L’un des prin­ci­paux ap­ports de L’Énigme grecque est de mon­trer que, après l’ef­fon­dre­ment de son em­pire égéen, à la fin du ve siècle avant notre ère, à l’is­sue de la guerre du Pé­lo­pon­nèse, Athènes s’est re­dres­sée éton­nam­ment vite et a conti­nué à être flo­ris­sante. D’une fa­çon gé­né­rale, le ive siècle, que les contem­po­rains (comme Pla­ton ou Xé­no­phon) ont été les pre­miers à dé­crier, fut en réa­li­té « le som­met de l’ef­flo­res­cence de l’époque clas­sique » : la crois­sance éco­no­mique aug­mente et la zone cultu­relle grecque s’étend tan­dis que la dé­mo­cra­tie s’ap­pro­fon­dit, s’af­fine, ti­rant les le­çons d’er­reurs pas­sées. On in­nove même, avec la créa­tion des ligues fé­dé­rales. Et si, en – 338, Phi­lippe II de Ma­cé­doine met fin à l’in­dé­pen­dance des grandes ci­tés grecques et réus­sit là où les Perses Da­rius et Xerxès avaient échoué, c’est parce qu’il a su s’ap­pro­prier l’ex­per­tise grecque, en ma­tière mi­li­taire et ad­mi­nis­tra­tive no­tam­ment. D’une cer­taine fa­çon, la Grèce a été vic­time de son suc­cès. Mais, même sou­mises, les ci­tés – ré­pé­tons-le – gardent une forte au­to­no­mie, pré­ci­sé­ment parce que leur sys­tème dé­mo­cra­tique leur confère une ca­pa­ci­té de mo­bi­li­sa­tion ci­toyenne que les mo­narques ma­cé­do­niens re­doutent. L’his­toire qu’ex­pose Jo­siah Ober re­met en cause beau­coup de nos pré­sup­po­sés sur ce qui fait l’ef­fi­ca­ci­té d’un État : la Grèce ul­tra­dé­cen­tra­li­sée, com­po­sée d’un mil­lier de mi­nus­cules ci­tés, s’est ré­vé­lée bien plus dy­na­mique que l’im­mense Em­pire perse, qu’elle a vain­cu, et même que l’Em­pire ro­main, au­quel elle fi­ni­ra par être in­té­grée. Une le­çon à mé­di­ter peut-être, à l’heure où l’on dé­fend, sans vrai­ment se sou­cier du dé­fi­cit dé­mo­cra­tique ain­si en­gen­dré, l’abo­li­tion des na­tions, ju­gées trop pe­tites, au pro­fit d’en­sembles plus vastes.

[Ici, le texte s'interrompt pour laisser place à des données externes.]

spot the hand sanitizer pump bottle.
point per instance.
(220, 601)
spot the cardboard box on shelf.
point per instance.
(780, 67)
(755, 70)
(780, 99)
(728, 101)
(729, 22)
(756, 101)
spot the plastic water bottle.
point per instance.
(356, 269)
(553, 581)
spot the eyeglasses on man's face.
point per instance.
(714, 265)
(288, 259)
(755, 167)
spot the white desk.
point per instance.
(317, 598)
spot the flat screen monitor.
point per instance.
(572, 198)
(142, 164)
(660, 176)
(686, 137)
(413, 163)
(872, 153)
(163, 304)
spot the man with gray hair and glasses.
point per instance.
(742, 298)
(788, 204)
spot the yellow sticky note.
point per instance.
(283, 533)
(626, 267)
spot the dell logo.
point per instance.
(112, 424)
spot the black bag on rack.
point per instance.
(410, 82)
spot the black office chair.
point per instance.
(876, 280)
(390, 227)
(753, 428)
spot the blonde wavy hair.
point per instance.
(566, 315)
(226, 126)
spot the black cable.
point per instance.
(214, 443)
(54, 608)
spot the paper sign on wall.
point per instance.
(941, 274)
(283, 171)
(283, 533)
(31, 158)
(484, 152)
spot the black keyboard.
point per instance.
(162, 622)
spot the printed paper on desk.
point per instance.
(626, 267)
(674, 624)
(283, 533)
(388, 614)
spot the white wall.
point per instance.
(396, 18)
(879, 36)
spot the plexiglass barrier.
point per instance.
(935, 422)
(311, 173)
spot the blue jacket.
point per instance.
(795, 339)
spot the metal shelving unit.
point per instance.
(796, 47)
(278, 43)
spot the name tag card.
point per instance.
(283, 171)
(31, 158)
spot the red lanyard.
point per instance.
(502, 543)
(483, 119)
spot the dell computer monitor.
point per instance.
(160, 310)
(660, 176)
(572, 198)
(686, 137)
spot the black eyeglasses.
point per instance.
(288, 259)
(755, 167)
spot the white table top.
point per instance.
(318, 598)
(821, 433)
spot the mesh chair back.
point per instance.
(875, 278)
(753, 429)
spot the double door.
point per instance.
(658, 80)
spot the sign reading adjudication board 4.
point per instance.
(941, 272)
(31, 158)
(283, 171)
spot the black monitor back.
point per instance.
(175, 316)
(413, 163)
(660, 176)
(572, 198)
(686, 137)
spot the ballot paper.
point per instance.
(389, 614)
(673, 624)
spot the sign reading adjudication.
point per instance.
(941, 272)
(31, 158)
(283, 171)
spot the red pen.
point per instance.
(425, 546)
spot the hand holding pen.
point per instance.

L’Énigme grecque. His­toire d’un mi­racle éco­no­mique et dé­mo­cra­tique

(vie-iiie siècle av. J.-C.), de Jo­siah Ober, tra­duit de l’an­glais par Phi­lippe Pi­gnarre, La Dé­cou­verte, 544 p., 27 €.

L’époque de Pé­ri­clès, de Phi­lipp von Foltz (1852). L’homme d’État athé­nien pro­nonce l’orai­son fu­nèbre de sol­dats.